Necropolitics of the End Times

Characteristically, when defining biopower as the ability to divide people into survivors and chosen to die, Foucault (2003, p. 62) used the term ‘racism’ to describe achieved level of ‘social normalisation’.  During the pandemic we observed direct racial-sanitary segregation in the developed Western countries and now racist attitude is the base for biopolitics implemented within the geopolitical confrontation manifested in form of the energy crisis and war in Ukraine.  It should convince us to deeper reflection on the thoughts of Giorgio Agamben, Achille Mbembe and Judith Buttler, which could be consider kind of prophecies for today and especially for tomorrow.

Thinkers developing Foucault’s concept focused primarily on death as a result of state decisions, necessarily referring to their most evident example, wars, but also slavery and the Holocaust.

Therefore, questions have been asked not so much about Bio- but rather Necropolitcs / Thanatopolitics as its ultimate emanation (Mbembe, 2019, p. 71).  Inevitably, a reflection of this type concerned the basics of classifying those ‘not worth living’.  It is an absolutely crucial issue for the further development (?) of humanity.

“Homo sacer”

On the one hand, the pandemic situation seemed to remind us of the role of the state as a rescuer, but when it needed to be recalled, it was clearly not so obvious.  And since saving of life was so special, it might suggest that not everyone could benefit equally, or even that not all equally deserve on it (Robertson and Travaglia, 2020).  Noticeably, this question returned in the context of the West-Russian war (possibly also a global one soon), and moreover, homo sacer can be expected to be revealed again as part of the further classification of life, which can be taken away, but not sacrificed in the context of the climate crisis or the energy transformation.  Announced at least 40% reduction in energy consumption sounds like the declaration of switching off not only unnecessary light bulbs, but also electricity and gas consumers themselves, considered unworthy to live and unnecessary, exactly as it was in the case of not rescuing the really ill and elderlies during the COVID-19 period.

Biopower applied

It is no coincidence that the original meaning of the term crisis, the Greek ‘Krisis’ meant the moment when Hippocrates had to decide whether the patient’s condition justified making further attempts to save him.

In Christian eschatology the same concept was used to define the final decision regarding eternal life or death on the day of the Last Judgment (Agamben, 2021, p. 53).  In March 2020, English doctors were instructed to explicitly suggest families of disabled people, e.g. autistic adults, to sign Do Not Resuscitate declarations (Mezzadri, 2022, p. 390).

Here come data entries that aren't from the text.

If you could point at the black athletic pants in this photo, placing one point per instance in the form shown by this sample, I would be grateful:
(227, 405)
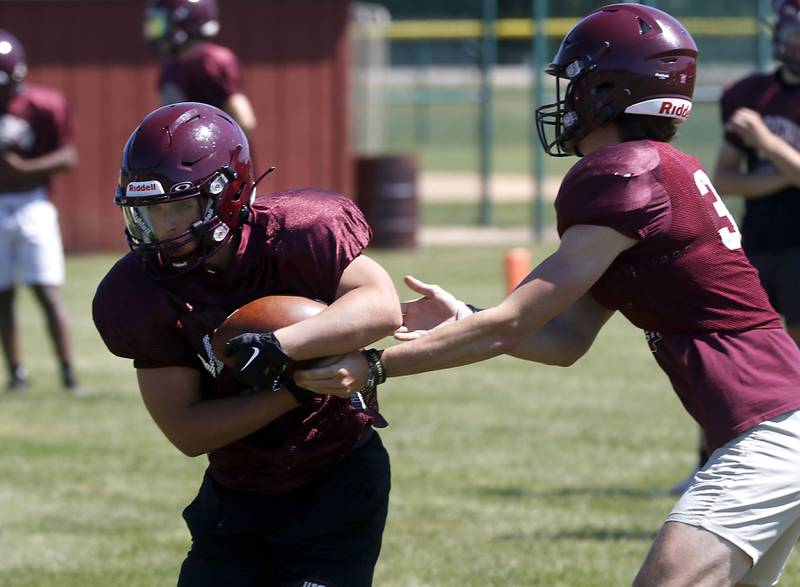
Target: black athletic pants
(326, 533)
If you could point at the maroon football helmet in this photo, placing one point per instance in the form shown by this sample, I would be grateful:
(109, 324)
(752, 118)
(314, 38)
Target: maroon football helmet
(170, 24)
(12, 61)
(786, 35)
(622, 58)
(189, 161)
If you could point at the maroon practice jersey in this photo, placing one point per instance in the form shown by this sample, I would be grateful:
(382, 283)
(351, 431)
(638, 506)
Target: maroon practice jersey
(687, 283)
(35, 122)
(770, 222)
(296, 242)
(209, 74)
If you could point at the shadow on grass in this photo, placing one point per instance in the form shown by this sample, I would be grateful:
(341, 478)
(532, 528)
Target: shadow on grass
(582, 534)
(521, 492)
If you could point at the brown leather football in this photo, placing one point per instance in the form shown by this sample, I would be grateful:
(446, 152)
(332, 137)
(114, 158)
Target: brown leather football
(262, 315)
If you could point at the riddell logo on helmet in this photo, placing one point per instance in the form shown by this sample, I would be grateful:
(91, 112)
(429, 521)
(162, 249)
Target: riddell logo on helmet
(677, 110)
(144, 188)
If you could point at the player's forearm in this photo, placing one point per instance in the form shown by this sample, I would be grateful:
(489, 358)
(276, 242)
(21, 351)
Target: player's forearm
(209, 425)
(357, 319)
(784, 156)
(41, 168)
(475, 338)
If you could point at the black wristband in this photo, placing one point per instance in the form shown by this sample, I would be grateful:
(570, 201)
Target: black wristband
(377, 370)
(303, 396)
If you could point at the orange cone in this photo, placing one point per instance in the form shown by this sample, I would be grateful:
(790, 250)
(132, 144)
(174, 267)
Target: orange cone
(518, 265)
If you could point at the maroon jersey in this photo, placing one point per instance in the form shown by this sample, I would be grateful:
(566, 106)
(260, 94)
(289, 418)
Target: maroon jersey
(209, 74)
(295, 242)
(769, 222)
(687, 283)
(35, 122)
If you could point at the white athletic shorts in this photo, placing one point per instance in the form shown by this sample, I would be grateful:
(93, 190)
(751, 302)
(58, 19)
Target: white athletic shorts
(30, 241)
(749, 494)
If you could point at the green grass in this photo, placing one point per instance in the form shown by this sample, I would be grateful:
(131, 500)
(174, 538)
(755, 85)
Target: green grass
(505, 473)
(504, 214)
(444, 136)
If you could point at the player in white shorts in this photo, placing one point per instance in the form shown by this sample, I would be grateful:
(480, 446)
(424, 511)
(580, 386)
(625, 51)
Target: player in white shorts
(36, 141)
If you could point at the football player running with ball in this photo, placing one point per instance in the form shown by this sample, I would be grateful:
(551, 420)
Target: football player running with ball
(644, 232)
(297, 487)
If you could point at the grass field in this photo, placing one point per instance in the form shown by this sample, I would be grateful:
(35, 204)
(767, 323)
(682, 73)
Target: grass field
(505, 473)
(444, 136)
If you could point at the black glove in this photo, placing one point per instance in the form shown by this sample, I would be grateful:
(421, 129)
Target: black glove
(260, 360)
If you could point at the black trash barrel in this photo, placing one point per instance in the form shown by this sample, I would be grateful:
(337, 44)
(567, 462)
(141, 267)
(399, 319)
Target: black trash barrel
(386, 189)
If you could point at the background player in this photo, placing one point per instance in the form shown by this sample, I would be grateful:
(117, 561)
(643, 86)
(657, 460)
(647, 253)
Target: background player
(759, 160)
(194, 69)
(643, 232)
(36, 142)
(297, 487)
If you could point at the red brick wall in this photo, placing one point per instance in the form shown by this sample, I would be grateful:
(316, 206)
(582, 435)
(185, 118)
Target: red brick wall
(295, 62)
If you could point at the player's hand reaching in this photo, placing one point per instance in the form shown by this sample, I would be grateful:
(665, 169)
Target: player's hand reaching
(437, 306)
(344, 377)
(750, 127)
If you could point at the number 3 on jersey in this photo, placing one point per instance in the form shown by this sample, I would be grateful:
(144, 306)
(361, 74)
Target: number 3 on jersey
(732, 239)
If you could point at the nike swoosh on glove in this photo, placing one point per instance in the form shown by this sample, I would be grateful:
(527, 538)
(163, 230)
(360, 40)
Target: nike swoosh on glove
(260, 360)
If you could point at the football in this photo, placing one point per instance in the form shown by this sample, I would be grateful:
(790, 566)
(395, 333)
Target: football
(262, 315)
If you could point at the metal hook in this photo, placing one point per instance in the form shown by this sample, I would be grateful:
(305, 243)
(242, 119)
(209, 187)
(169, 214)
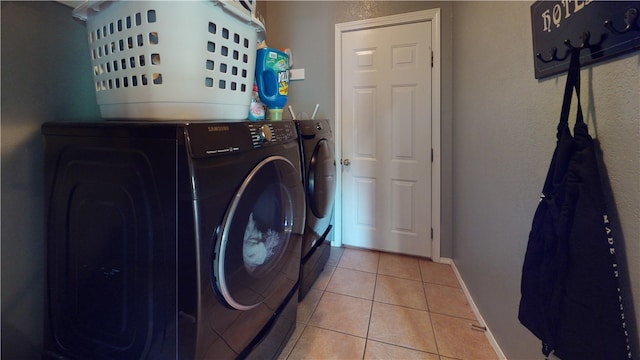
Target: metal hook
(554, 56)
(585, 42)
(630, 17)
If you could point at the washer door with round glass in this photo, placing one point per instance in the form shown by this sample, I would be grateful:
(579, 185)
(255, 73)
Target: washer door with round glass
(260, 234)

During the first lockdown some kind of inverted ‘triage’ was introduced in the English and Scottish care homes.  Residents were divided by age, comorbidities and prognosis.  In case of the SARS-CoV infection that was the sequence of their rescue.  Author confirmed that by interviews with care workers (Sokol et al., personal communication by conversation, 20 May 2022).  The oldest patients and those suffering from certain comorbidities were not allowed to get not only any medicines, but even a glass of water if they have been tested positive for COVID-19.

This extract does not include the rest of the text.